On April 9, Cooper officially made his decision, signing a National Letter of Intent to wrestle at Portland State University, after visiting the campus and meeting with the coaching staff.

"I'm kind of glad he made the choice to go wrestle," said North Marion wrestling coach Mike Robinson, "because everyone I've talked to thinks he's probably one of the most athletic heavyweights they've seen - more apt to fit the college style.

"He's not one of those stalling, slow-motion kind of guys. He'll actually take a good shot. As time's gone on, he's gotten more and more athletic, and for a guy that size, he's got a lot of agility, and a lot of athletic ability. He's the real deal. He has the ability to go and beat anyone in that division, in my opinion. At the college level, nobody gives up anything - you may spend an entire round trying to score a point, so hopefully, that fits Levi, because he's the kind of guy who gets himself in pretty good shape and he's persistent."

Cooper said one of the things he's most excited about, is being able to focus all his energy on one sport, whereas in the past, he has always been divided between wrestling, football, and track. At the same time, being able to play three sports for all four years of school, while still maintaining a 3.82 grade point average, is an aspect he holds as one of his proudest accomplishments.

"School really meant a lot to me," he said. "That's what I'm going to college for. I'm going to college for an education. That's probably the most important thing."

In many ways, Cooper's athletic accomplishments speak for themselves, but the praise of Robinson goes beyond the mat.

"He was one of those that led by example," said Robinson. "He was always at practice, put in the extra time outside, took some of the younger athletes under his wing, tried to help them along and make them better wrestlers. In a lot of ways he was almost like a player-coach.

"He's also very intelligent, and I think a lot of people don't understand the other side of him ... He's kind of a double-threat in that regard - he's athletic, but he's also got the academic skills."

Cooper went 39-2 during the high school season, with both of his losses coming to Bubba Owens of Tillamook, who knocked him out of the state tournament in each of the past three years - the last two times in the finals.
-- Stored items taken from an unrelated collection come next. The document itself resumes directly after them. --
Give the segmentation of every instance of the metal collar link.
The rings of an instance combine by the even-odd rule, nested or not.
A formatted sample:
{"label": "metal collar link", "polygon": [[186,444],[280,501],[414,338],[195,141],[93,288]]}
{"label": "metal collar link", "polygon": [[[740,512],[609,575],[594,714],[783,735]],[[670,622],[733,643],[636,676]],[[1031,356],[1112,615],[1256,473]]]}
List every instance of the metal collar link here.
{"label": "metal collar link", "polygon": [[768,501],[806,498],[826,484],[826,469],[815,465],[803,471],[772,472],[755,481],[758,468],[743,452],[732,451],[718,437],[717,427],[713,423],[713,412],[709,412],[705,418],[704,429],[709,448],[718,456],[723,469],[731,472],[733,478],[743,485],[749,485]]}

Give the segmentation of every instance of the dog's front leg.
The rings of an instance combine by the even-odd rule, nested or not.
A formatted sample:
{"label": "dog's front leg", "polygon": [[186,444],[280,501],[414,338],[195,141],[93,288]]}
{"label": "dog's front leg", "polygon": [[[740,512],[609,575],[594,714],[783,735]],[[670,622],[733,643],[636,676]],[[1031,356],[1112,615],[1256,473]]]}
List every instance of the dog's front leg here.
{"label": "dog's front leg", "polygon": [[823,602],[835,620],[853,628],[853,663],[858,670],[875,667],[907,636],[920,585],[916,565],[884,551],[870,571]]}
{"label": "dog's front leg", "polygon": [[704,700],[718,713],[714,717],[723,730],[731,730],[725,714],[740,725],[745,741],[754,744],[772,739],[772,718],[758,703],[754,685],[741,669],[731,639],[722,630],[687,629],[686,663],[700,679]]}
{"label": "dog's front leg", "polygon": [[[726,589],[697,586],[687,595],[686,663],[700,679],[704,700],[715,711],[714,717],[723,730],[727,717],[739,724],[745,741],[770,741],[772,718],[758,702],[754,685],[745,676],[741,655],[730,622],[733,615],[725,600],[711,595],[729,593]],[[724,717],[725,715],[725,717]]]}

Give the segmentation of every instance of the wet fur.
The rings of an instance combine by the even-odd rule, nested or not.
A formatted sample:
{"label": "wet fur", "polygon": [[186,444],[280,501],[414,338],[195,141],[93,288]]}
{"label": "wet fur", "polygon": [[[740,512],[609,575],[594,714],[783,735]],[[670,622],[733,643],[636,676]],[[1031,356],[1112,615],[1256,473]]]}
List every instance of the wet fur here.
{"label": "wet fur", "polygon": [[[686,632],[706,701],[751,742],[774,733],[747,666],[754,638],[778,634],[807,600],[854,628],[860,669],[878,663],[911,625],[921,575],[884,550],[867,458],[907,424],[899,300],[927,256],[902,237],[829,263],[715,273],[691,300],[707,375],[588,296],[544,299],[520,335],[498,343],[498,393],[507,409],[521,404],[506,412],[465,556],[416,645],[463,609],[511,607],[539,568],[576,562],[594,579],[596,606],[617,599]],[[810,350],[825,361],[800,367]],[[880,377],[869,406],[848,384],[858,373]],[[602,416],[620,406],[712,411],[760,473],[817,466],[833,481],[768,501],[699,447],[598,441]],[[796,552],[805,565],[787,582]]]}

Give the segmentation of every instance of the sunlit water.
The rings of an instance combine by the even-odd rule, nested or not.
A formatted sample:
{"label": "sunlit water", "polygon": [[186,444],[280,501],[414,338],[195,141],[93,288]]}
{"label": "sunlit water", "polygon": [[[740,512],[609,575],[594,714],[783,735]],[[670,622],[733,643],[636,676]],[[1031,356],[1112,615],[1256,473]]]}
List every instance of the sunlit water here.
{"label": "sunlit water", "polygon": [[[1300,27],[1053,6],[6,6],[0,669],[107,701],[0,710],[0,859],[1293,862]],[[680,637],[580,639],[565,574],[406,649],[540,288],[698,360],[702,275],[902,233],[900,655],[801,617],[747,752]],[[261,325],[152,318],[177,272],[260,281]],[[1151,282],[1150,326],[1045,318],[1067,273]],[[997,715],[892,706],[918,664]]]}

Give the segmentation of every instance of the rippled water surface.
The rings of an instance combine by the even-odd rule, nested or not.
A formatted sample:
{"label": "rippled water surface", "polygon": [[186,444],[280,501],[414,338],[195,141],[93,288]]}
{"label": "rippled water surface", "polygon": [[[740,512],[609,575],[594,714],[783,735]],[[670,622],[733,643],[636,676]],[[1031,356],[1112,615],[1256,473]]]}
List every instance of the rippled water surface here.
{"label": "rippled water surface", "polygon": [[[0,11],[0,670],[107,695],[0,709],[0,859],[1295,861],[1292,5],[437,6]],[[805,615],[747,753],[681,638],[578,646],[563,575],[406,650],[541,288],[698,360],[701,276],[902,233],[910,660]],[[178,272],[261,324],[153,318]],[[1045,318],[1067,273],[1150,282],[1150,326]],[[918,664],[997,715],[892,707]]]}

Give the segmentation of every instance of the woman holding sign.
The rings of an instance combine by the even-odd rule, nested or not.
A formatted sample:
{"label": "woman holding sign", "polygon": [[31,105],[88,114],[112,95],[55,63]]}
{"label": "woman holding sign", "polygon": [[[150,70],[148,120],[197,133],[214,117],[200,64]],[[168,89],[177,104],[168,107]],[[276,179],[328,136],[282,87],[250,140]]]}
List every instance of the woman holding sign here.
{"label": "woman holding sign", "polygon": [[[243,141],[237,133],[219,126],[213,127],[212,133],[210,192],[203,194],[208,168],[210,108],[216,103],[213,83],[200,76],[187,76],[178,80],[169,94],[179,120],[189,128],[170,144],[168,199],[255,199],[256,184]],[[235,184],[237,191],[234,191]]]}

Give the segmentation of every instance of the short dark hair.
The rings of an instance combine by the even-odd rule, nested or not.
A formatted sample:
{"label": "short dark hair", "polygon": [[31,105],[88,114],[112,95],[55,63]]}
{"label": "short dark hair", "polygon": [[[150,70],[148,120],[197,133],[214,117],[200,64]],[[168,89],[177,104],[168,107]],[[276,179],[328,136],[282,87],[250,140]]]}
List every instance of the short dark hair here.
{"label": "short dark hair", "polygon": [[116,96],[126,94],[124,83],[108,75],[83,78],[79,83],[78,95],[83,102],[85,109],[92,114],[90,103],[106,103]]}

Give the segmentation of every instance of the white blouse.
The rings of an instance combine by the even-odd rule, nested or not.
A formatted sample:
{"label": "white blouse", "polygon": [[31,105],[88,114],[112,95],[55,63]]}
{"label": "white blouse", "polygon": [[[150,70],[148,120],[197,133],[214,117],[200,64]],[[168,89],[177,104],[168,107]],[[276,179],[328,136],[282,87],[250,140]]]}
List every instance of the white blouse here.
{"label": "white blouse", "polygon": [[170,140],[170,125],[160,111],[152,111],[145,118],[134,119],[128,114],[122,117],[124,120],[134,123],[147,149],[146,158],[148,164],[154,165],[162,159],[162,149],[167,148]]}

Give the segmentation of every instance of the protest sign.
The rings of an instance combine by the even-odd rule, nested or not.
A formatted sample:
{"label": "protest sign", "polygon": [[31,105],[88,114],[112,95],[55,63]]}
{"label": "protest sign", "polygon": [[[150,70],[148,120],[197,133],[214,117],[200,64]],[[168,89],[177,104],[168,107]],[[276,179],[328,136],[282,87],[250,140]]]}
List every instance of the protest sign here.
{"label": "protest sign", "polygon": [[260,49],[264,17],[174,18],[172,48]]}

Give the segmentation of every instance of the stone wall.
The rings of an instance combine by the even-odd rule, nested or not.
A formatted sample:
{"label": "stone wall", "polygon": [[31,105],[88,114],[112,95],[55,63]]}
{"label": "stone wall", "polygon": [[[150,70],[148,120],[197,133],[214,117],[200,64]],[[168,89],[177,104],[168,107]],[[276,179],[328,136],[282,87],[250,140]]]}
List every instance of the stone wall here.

While Cooper came up just short of his goal of a state title two years in a row, he doesn't look at it as failing. He sees it as an experience that has helped him to learn, to grow.

"If you know what you want and you go at it 100 percent, even if you don't get there, you can't be disappointed with what you've done," he said. "I just think the higher you set your goals, even if you don't reach your goal, the better it's going to make you."